# Confused about Ryzen 7 C6 bug any suggestions?



## arcadian (Nov 13, 2019)

I upgraded one of my FreeBSD server systems with a Ryzen 7 1700 about a week ago and ran into some issues - crashes, random reboots, etc.  Since the board, CPU, and RAM were the only things that changed, I was pretty sure what the issue was and swapped to another Intel board I had lying around and the issues seemed to have gone went away.  However I was disappointed I couldn't use the Ryzan and kept looking into the issue and learned about the C6 bug (see below).  However it's very difficult for me to tell from the pages of history whether there is a fix and where it could be.  I'm happy to upgrade to 12.1-RELEASE if there's a fix (my old system was 11.3-STABLE).  Does anyone have any suggestions for me or potentially suggest a test that I can do?  I don't mind swapping the motherboard in one more time but would rather not do it two or three more times...

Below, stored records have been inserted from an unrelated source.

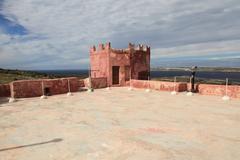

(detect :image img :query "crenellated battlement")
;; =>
[90,42,150,54]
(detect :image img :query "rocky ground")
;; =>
[0,88,240,160]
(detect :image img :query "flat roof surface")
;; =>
[0,88,240,160]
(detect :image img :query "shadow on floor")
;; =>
[0,138,63,152]
[0,97,9,107]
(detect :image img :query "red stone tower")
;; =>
[90,43,150,86]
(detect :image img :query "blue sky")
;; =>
[0,0,240,70]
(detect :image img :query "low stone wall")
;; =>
[198,84,240,98]
[0,84,11,97]
[10,77,79,98]
[131,80,187,92]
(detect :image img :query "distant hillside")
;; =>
[0,68,55,84]
[151,67,240,72]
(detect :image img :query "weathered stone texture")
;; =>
[90,43,150,86]
[0,84,11,97]
[84,78,108,89]
[10,77,79,98]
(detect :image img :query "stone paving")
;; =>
[0,88,240,160]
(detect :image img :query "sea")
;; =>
[37,70,240,82]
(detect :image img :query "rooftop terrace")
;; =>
[0,87,240,160]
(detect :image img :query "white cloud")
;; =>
[0,0,240,69]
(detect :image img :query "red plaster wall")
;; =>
[0,84,11,97]
[90,43,150,86]
[84,78,107,89]
[131,80,187,92]
[78,79,85,87]
[91,78,107,89]
[198,84,240,98]
[131,49,150,80]
[10,77,79,98]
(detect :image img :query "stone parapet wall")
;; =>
[198,84,240,98]
[10,77,79,98]
[131,80,187,92]
[0,84,11,97]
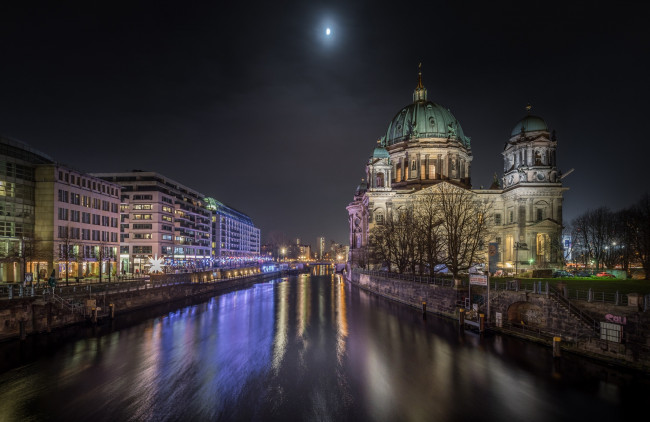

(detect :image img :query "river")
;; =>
[0,272,650,422]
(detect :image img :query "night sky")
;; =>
[0,0,650,246]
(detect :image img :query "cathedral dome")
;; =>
[372,146,390,158]
[385,67,470,147]
[510,114,548,136]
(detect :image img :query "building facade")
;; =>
[347,69,567,272]
[94,171,212,274]
[0,137,54,282]
[206,198,260,266]
[34,164,120,279]
[0,138,120,281]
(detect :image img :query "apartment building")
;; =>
[94,170,212,273]
[205,198,260,265]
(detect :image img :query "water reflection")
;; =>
[0,274,650,421]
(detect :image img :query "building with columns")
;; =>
[347,72,568,272]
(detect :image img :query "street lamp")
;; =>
[515,242,528,276]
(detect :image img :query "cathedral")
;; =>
[347,71,568,273]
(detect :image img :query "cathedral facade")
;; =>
[347,72,568,273]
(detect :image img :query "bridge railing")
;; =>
[352,268,456,287]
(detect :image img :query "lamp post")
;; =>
[515,242,528,276]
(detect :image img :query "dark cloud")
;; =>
[0,0,650,243]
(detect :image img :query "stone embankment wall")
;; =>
[347,272,650,372]
[0,273,278,340]
[350,272,466,318]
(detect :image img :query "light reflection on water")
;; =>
[0,274,649,421]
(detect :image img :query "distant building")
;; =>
[347,68,567,270]
[317,236,325,259]
[94,170,212,273]
[205,198,260,265]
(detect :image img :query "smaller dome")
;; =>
[510,114,548,136]
[372,147,390,158]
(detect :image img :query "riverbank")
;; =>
[0,272,282,341]
[346,271,650,373]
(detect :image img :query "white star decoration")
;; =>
[149,255,163,273]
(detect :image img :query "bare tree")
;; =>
[631,193,650,280]
[572,207,615,270]
[435,183,490,279]
[415,194,445,274]
[368,221,394,272]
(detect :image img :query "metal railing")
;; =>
[352,268,458,287]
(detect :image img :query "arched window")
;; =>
[375,173,384,188]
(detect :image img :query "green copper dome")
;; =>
[372,146,390,158]
[385,68,470,148]
[510,114,548,136]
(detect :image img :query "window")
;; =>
[133,246,151,254]
[59,189,69,203]
[58,226,68,239]
[59,208,68,221]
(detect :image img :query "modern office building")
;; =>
[94,170,212,273]
[205,198,260,266]
[0,137,54,281]
[34,164,120,279]
[0,138,120,281]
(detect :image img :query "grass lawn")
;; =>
[493,277,650,295]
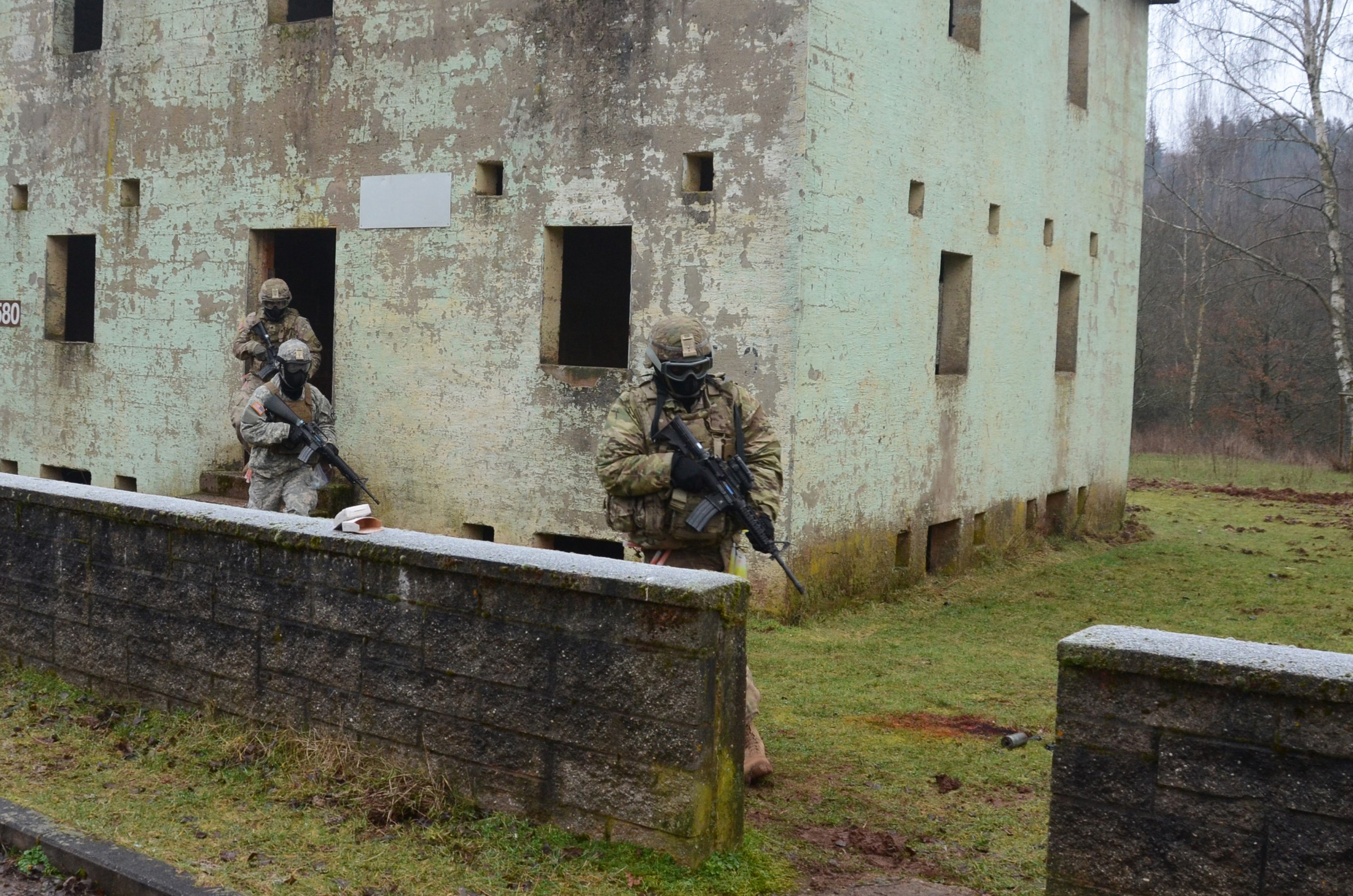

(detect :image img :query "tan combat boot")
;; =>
[743,720,774,784]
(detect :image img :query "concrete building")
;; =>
[0,0,1169,612]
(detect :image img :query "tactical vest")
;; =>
[266,379,315,455]
[606,376,745,550]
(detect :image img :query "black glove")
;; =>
[672,454,709,494]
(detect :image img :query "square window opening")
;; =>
[38,464,93,486]
[935,252,973,375]
[475,161,504,196]
[1066,3,1090,108]
[51,0,103,56]
[893,529,912,570]
[285,0,334,22]
[949,0,982,50]
[460,523,494,542]
[536,533,625,560]
[540,228,632,368]
[925,520,964,574]
[681,153,714,194]
[44,236,95,342]
[1055,271,1081,373]
[1047,490,1072,535]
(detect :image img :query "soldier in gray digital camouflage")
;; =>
[239,340,335,516]
[230,277,323,442]
[597,315,783,784]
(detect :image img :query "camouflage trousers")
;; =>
[249,466,319,517]
[644,542,760,723]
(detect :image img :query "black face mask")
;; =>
[281,364,307,401]
[659,354,714,407]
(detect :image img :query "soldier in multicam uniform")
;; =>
[230,277,323,442]
[239,340,335,516]
[597,315,783,784]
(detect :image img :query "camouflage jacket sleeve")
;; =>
[733,386,785,520]
[313,388,339,447]
[230,312,257,361]
[597,390,672,498]
[296,317,325,379]
[239,386,291,445]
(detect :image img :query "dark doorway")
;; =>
[249,228,339,401]
[71,0,103,53]
[65,236,95,342]
[559,228,630,367]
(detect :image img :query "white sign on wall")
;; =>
[357,175,450,230]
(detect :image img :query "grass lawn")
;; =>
[1131,455,1353,491]
[0,460,1353,896]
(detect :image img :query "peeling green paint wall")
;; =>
[0,0,1146,603]
[787,0,1147,603]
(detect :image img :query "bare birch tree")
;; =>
[1161,0,1353,463]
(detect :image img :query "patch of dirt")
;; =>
[794,825,946,892]
[864,712,1016,737]
[1087,508,1156,544]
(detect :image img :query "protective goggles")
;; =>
[657,354,714,383]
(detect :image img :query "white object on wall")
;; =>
[357,175,450,230]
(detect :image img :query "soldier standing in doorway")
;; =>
[230,277,323,448]
[597,315,783,784]
[239,340,335,517]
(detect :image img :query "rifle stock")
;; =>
[249,321,281,383]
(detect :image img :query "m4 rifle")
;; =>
[249,321,281,383]
[263,393,380,503]
[657,417,808,594]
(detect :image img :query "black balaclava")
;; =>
[281,361,310,401]
[663,365,705,410]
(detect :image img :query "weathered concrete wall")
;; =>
[0,0,1164,598]
[789,0,1147,603]
[0,0,804,544]
[0,474,747,861]
[1047,625,1353,896]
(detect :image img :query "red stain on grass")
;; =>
[864,712,1016,737]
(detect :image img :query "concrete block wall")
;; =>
[0,474,748,862]
[1047,625,1353,896]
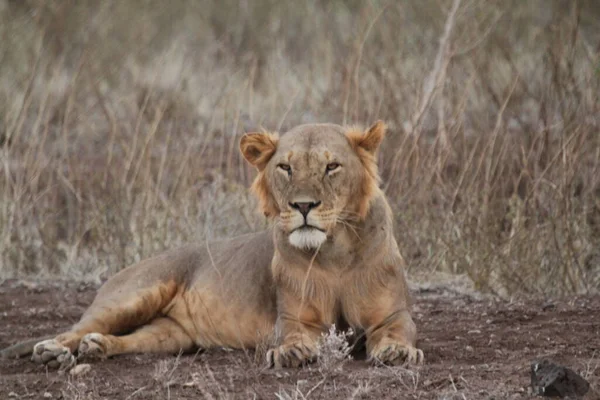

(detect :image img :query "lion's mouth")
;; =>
[290,222,325,233]
[289,224,327,250]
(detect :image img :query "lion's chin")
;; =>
[289,227,327,250]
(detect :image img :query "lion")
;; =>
[2,121,423,368]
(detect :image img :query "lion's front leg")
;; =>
[344,280,423,365]
[267,294,325,368]
[367,310,424,365]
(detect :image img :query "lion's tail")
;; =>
[0,335,55,359]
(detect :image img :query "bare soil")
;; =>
[0,281,600,399]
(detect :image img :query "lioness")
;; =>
[2,122,423,368]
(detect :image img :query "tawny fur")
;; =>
[2,122,423,367]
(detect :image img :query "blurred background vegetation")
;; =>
[0,0,600,296]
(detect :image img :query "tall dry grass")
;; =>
[0,0,600,294]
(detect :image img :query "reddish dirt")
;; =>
[0,282,600,399]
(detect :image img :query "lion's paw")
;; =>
[31,339,75,370]
[371,343,424,365]
[267,342,318,369]
[77,333,108,358]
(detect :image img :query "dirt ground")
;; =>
[0,281,600,400]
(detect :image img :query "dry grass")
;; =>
[0,0,600,295]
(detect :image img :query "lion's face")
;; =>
[241,123,385,249]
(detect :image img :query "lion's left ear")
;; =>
[348,121,386,155]
[240,133,279,171]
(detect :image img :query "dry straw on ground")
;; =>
[0,0,600,294]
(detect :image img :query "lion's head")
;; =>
[240,121,385,249]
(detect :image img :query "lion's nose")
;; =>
[290,201,321,218]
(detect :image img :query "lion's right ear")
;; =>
[240,133,279,171]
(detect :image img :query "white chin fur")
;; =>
[289,228,327,250]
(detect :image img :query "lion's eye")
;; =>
[326,163,340,172]
[277,164,292,175]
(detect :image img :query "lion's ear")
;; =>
[240,133,279,171]
[348,121,386,155]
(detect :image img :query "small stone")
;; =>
[69,364,92,376]
[531,360,590,398]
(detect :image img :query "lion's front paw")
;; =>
[77,333,108,358]
[370,343,424,365]
[31,339,75,370]
[267,341,318,368]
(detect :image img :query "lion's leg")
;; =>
[31,284,176,368]
[267,294,331,368]
[79,317,194,358]
[367,309,423,365]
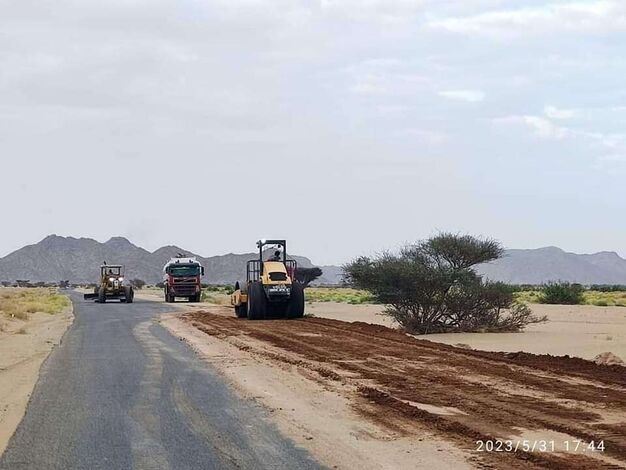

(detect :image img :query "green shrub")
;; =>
[539,282,585,305]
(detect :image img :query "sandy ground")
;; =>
[163,306,626,470]
[307,302,626,361]
[161,307,471,470]
[0,307,73,454]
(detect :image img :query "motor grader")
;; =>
[84,263,135,304]
[230,239,304,320]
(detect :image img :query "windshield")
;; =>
[102,266,122,276]
[167,265,200,276]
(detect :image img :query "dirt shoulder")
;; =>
[307,302,626,361]
[161,307,471,469]
[163,307,626,469]
[0,307,74,454]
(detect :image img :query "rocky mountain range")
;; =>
[479,246,626,285]
[0,235,626,284]
[0,235,341,284]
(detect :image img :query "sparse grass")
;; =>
[515,290,626,307]
[514,290,541,304]
[305,287,374,305]
[0,288,70,320]
[583,290,626,307]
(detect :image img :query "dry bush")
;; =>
[344,233,546,334]
[0,288,70,320]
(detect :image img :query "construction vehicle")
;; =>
[230,239,304,320]
[163,253,204,302]
[84,263,135,304]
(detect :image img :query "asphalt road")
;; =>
[0,293,320,470]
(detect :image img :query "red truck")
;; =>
[163,257,204,302]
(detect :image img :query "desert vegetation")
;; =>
[0,288,70,320]
[513,282,626,307]
[344,233,546,334]
[306,287,376,305]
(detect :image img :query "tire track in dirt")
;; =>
[185,311,626,469]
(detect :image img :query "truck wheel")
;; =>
[287,282,304,318]
[235,304,248,318]
[124,286,135,304]
[247,282,267,320]
[98,287,107,304]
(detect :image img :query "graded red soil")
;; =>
[184,311,626,469]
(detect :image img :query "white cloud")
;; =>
[543,106,580,119]
[494,115,571,140]
[428,0,626,35]
[437,90,485,103]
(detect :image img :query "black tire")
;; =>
[235,304,248,318]
[98,287,107,304]
[287,282,304,318]
[247,282,267,320]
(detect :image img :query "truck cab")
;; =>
[163,257,204,303]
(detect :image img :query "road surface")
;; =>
[0,293,319,470]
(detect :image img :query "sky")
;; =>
[0,0,626,264]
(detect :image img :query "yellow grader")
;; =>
[84,263,135,304]
[230,239,304,320]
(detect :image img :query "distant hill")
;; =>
[0,235,341,284]
[0,235,626,284]
[479,246,626,284]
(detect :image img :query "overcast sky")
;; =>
[0,0,626,264]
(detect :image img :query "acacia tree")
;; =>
[343,233,545,334]
[296,267,323,287]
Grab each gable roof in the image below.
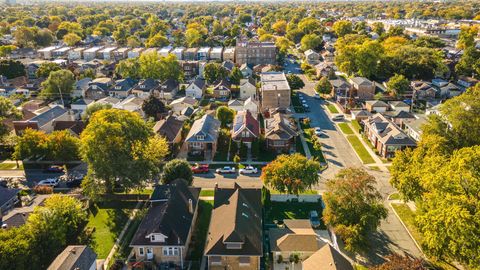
[130,179,200,246]
[48,246,97,270]
[205,185,263,256]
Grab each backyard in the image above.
[87,200,137,259]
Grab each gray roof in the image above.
[185,114,220,142]
[48,246,97,270]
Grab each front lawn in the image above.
[338,123,354,135]
[265,202,325,229]
[87,201,137,259]
[347,135,375,164]
[327,104,338,113]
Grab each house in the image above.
[213,80,232,100]
[260,72,291,111]
[153,79,180,100]
[185,78,206,99]
[304,49,320,65]
[223,47,235,63]
[235,40,277,66]
[240,77,257,99]
[130,179,200,269]
[232,111,260,144]
[205,183,263,270]
[363,113,416,158]
[268,219,323,270]
[169,96,197,114]
[240,64,253,78]
[0,186,20,217]
[302,244,354,270]
[47,246,97,270]
[153,115,184,148]
[132,79,160,98]
[264,112,298,153]
[349,77,375,100]
[365,100,390,113]
[108,78,136,98]
[185,114,220,159]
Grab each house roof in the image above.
[205,184,263,256]
[47,246,97,270]
[130,179,200,246]
[153,115,183,142]
[0,187,20,207]
[185,114,220,142]
[302,244,353,270]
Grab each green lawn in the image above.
[87,201,136,259]
[188,200,213,269]
[265,202,325,228]
[338,123,354,135]
[327,104,338,113]
[347,135,375,164]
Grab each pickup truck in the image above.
[215,166,235,174]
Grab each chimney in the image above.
[188,199,193,214]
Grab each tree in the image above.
[216,106,235,127]
[315,77,332,95]
[287,74,305,90]
[80,109,168,196]
[35,62,60,78]
[323,168,388,251]
[162,159,193,186]
[142,95,168,120]
[260,153,320,195]
[387,74,410,97]
[0,60,26,79]
[300,34,323,51]
[63,33,82,46]
[332,21,353,37]
[41,69,75,103]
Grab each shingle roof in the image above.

						196683 – Random Soft Lockup on new Ryzen build
					






					bugzilla.kernel.org


----------



## stratact (Nov 13, 2019)

Have you tried updating the Ryzen 7 motherboard's BIOS/UEFI? AMD later released newer versions of the AGESA firmware that try to solve some of these issues. Depending on the motherboard manufacturer, they may have released a new BIOS version that has this updated AGESA firmware.


----------



## shepper (Nov 13, 2019)

I have an Intel board that has similiar issues.  They went away when I disabled the higher C-states in the BIOS.  I suspect your Ryzen BIOS offers the same option.


----------



## arcadian (Nov 13, 2019)

Thanks for the replies and sorry for the typos - will give it a try.


----------



## Crivens (Nov 13, 2019)

You can also set the limits for c states in /etc/sysctl.conf. Sorry for being vague, I am AFK right now.


----------



## arcadian (Nov 22, 2019)

FYI After both updating the BIOS on the motherboard and reinstalling FreeBSD-12.1-RELEASE I haven't had any issues.


----------